4. Adjudication method (e.g., 2+1, 3+1, none) for the test set:

Not applicable. As explained in point 3, the ground truth for this type of quantitative IVD assay is established through comparison to reference methods, not human adjudication of a qualitative or semi-quantitative outcome.

5. If a multi reader multi case (MRMC) comparative effectiveness study was done, If so, what was the effect size of how much human readers improve with AI vs without AI assistance:

Not applicable. This device is an automated laboratory analyzer, specifically an Integrated Multisensor for electrolyte measurement. It is not an imaging AI device that assists human readers.

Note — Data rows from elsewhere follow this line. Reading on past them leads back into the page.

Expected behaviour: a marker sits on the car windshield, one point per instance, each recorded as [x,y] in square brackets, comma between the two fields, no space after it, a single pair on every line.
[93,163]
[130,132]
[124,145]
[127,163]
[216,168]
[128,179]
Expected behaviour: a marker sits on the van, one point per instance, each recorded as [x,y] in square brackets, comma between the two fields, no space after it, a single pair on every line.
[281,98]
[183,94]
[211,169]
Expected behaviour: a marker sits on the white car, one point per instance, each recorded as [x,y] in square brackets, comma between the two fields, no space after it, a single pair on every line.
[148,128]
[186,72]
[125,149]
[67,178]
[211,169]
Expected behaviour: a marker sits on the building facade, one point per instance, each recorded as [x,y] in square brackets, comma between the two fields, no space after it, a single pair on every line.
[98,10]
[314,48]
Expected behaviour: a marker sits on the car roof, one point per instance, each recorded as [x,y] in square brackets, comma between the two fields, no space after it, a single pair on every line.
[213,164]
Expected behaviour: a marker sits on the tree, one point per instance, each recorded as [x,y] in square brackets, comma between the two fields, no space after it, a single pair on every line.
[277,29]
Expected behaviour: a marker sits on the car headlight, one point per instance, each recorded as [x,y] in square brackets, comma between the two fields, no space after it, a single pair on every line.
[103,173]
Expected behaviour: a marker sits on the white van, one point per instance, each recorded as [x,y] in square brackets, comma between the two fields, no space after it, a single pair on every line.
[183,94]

6. If a standalone (i.e. algorithm only without human-in-the-loop performance) was done:

Yes, the performance data presented (Detection Capability, Linearity, Precision, Reproducibility, Interferences) represent the standalone performance of the A-LYTE® Integrated Multisensor (IMT Na K Cl) on the Atellica® CI Analyzer. These are direct measurements of the device's analytical precision, accuracy, and interference profiles under controlled laboratory conditions, without human interpretation influencing the quantitative results. The Assay Comparison also represents the device's performance against another automated laboratory system (the predicate device).

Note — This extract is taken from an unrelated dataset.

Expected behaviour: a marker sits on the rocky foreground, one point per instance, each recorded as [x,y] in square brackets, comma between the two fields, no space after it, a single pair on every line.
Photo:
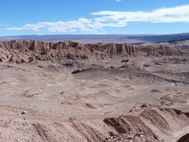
[75,92]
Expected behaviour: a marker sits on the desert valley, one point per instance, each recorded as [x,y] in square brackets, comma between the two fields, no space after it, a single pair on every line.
[94,92]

7. The type of ground truth used (expert consensus, pathology, outcomes data, etc.):

The ground truth for this device's performance studies is based on:

• Reference Standards/Methods: Calibrated reference materials and comparison to a legally marketed predicate device (TD-LYTE Integrated Multisensor on Trinidad CH System, now Atellica CH System). This ensures that the measured concentrations are accurately determined against established analytical benchmarks.
• Known Concentrations: For linearity, precision, and interference studies, samples are often spiked or diluted to known concentrations, or quality control materials with certified values are used.

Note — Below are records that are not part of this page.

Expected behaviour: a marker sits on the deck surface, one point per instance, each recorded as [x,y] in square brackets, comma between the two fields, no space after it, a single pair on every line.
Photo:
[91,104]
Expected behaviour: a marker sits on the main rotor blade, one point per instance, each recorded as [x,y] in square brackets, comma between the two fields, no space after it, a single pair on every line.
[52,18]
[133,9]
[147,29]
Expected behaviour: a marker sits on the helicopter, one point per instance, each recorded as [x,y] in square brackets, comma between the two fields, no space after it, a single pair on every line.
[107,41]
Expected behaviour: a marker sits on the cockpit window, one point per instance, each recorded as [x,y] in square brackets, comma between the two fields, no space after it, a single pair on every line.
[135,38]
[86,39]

8. The sample size for the training set:

Not applicable. This device is a measurement instrument based on established potentiometric technology (Ion-Selective Electrodes). It does not employ machine learning or AI models that require a separate "training set" in the conventional sense. The development and calibration of such devices rely on comprehensive analytical chemistry and engineering principles, using calibration standards, quality control materials, and extensive internal testing during the development phase. The data presented here are for the validation of the finalized device, not for its iterative training.

9. How the ground truth for the training set was established:
Not applicable, as there is no "training set" for an AI model. For the development and calibration of the IMT, the ground truth would be established through a combination of:

• Primary Reference Materials: Use of highly pure chemical standards with accurately known concentrations.
• Secondary Reference Standards: Calibrated solutions traceable to primary standards.
• Reference Measurement Procedures: Highly accurate and precise analytical methods (e.g., flame photometry, coulometry, or isotope dilution mass spectrometry for elemental analysis) used to assign values to control materials and calibrators.
• Internal R&D and Optimization: Extensive testing and refinement of the sensor and instrument performance using these traceable standards during the development process.